Mrs. Reist was a sweet-faced, frail little woman, a member of the Mennonite Church. She wore the plain garb adopted by the women of that sect—the tight-fitting waist covered by a pointed shoulder cape, the full skirt and the white cap upon smoothly combed, parted hair. Her red-haired children were so like their father had been, that at times her heart contracted at sight of them. His had been a strong, buoyant spirit and when her hands, like Moses’ of old, had required steadying, he had never failed her. At first his death left her helpless and discouraged as she faced the task of rearing without his help the two young children, children about whom they had dreamed great dreams and for whom they had planned wonderful things. But gradually the widowed mother developed new courage, and though frail in body grew brave in spirit and faced cheerfully the rearing of Amanda and Philip.
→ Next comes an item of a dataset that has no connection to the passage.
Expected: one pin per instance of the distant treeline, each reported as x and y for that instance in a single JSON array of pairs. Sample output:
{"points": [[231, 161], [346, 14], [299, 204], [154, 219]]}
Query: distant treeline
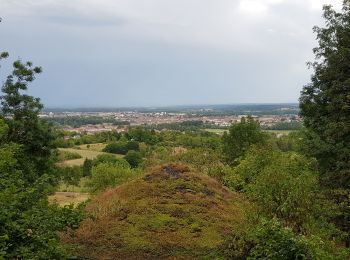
{"points": [[77, 121], [184, 126], [293, 125], [239, 109]]}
The children had inherited the father’s strength, his happy cheerfulness, his quick-to-anger and quicker-to-repent propensity, but the mother’s gentleness also dwelt in them. Laughing, merry, they sang their way through the days, protesting vehemently when things went contrary to their desires, but laughing the next moment in the irresponsible manner of youth the world over. That August day the promise of fun at Aunt Rebecca’s expense quite compensated for the unpleasantness of her visit.